Ora viva!
«(…) O autor tem ainda duas iguanas-rinoceronte. Nome científico: Cyclura cornuta. Ordem: Squamata (subordem Sauria).
Família: Iguanidae. Estas
encontram-se no Haiti e na República Dominicana, confronte-se a nota nas
páginas finais, em terrenos áridos, rochosos e com vegetação espinhosa (por
isso dão-se bem com escritas e escritores). Têm cabeça grande, corpo compacto,
pernas fortes e cauda longa achatada lateralmente. Possuem uma crista na linha
médio-dorsal, desde o pescoço à extremidade da cauda. A pele é cinzenta, verde-
azeitona ou castanha. Os machos apresentam três tubérculos (escamas
transformadas) na extremidade do focinho, que se assemelham a pequenos cornos,
coisa que entre animais é designação comum e que existindo tranquilizam os seus
possuidores, defendendo-os, oposto do que se passa na complicada raça humana em
que corno é sinónimo de inquietação. Podem atingir um comprimento de 120 cm.
São principalmente diurnas, não chateiam, e alimentam-se essencialmente de
matéria vegetal, mas também podem ingerir vermes e roedores, alguns editores,
vá lá saber-se porquê, não se aproximam delas... São ovíparas, com posturas de
10-24 ovos que enterram no solo e deixam a incubar durante 15-17 semanas. Esta
espécie está a ser substituída na sua área de distribuição pela iguana verde.
Mas o autor fez as suas escolhas. Ele é que manda.
São animais diferentes, estes dois. Um deles, tão teimoso como afectuoso,
come, uma vez por outra, o Original, que é, sabidamente, o filho amado
do autor, deixando-o fora de si. Os narradores são os outros, aqueles
que, pelo menos a partir do segundo capítulo, pela contagem tradicional, se
assenhoram de tudo, se atiram à narrativa e tomam o trono do EU. Já reparaste neles? Estão ali e
nem deixam o autor falar. O pássaro tornou a passar. Nem olhou para nós.
A Yourcenar atirou-lhe com umas migalhas de pão, que ele recusou,
altivo. Ah, repara...A Yourcenar vai-se embora. Já não precisas de aprender
a falar francês. Sorte? Os narradores
estão prestes a tomar a palavra. Parecem, vistos daqui obviamente, pessoas em
quem se pode confiar. Não te ponhas com esse ar esfíngico, que podes vir a arrepender-te.
Se a história não te afectar, se são esses os teus planos sentimentais,
abandona já o teu posto e deita fora o livro, para sítio público onde
alguém o encontre e faça dele utilidade. Os narradores olham-se de
esguelha. A História não devia ser assim, parecem ambos pensar. E como um puzzle, um jogo..., que descrédito.

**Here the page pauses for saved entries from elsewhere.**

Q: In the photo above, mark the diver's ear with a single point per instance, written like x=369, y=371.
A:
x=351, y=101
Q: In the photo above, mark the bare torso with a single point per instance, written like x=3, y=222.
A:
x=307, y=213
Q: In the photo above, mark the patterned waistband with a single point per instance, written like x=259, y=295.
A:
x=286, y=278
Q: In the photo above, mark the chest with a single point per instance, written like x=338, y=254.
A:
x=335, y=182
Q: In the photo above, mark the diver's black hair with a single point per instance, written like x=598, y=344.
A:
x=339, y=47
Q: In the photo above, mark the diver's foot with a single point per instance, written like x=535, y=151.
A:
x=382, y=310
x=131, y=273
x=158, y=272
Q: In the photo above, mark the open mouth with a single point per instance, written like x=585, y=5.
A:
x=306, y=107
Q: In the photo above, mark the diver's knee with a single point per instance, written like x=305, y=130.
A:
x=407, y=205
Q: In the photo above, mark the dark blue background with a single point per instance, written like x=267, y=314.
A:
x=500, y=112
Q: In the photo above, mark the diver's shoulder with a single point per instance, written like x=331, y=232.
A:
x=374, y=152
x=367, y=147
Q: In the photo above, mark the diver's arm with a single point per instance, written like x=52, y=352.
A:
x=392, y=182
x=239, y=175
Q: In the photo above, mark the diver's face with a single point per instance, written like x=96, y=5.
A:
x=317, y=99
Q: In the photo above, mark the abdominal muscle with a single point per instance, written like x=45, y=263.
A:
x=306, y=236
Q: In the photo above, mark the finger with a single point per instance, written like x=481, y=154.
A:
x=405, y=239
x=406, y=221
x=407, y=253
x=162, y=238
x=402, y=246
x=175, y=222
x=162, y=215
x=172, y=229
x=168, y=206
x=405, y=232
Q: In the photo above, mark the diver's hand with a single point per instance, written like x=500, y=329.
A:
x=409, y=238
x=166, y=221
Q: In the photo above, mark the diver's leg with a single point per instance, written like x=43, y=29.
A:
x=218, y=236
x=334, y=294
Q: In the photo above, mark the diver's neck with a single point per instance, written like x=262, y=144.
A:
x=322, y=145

O pássaro foi-se embora, na direcção oposta em que seguiu Yourcenar...
Estigma muito forte, reivindica o autor. E, refeito o seu ego, afasta-se
prometendo voltar aqui mesmo sempre que lhe apetecer. Enfim, como verás, nada
do que estiveste a ler interessa daqui para a frente…
O Taxista antes da História do Taxista
Às vezes, é raro mas acontece, um tipo fica assim. Nada o surpreende,
poucas ou nenhumas coisas o emocionam, o rabo pelado insensível, a admiração
feita em fanicos. Vagamente, passou-me pela cabeça: o gajo é mais um alucinado
e o fatinho que veste já viu melhores dias. Até tem bom aspecto mas nunca
fiando. Quando mostrou a carteira cheia sossegou-me. É um hábito, não é que precise,
tenho mais na Suíça do que peixes há no mar ou ela por ela... Ando com o táxi
porque me faz um bem enorme aos nervos. Lixa-me
um bocado a coluna, que importa? É relaxante. Nos dias mais nervosos
abro a janela. Não há ainda nada na Constituição que proíba um homem de
praguejar. O tipo não enganava: era mesmo um intelectual, dos piores, daqueles
que têm a mania das escritas e tudo. No fundo era boa pessoa. No fundo é boa
pessoa. Um excelente companheiro para grandes viagens, ainda por cima. Quando
falou em Sahara deu-me que Pensar... - Para
onde? - Leve-me ao deserto, Sahara, Marrocos!» In Alexandre Honrado, A Montanha
Russa de Deus, Editorial Bizâncio, 2001, ISBN 972-53-0114-5.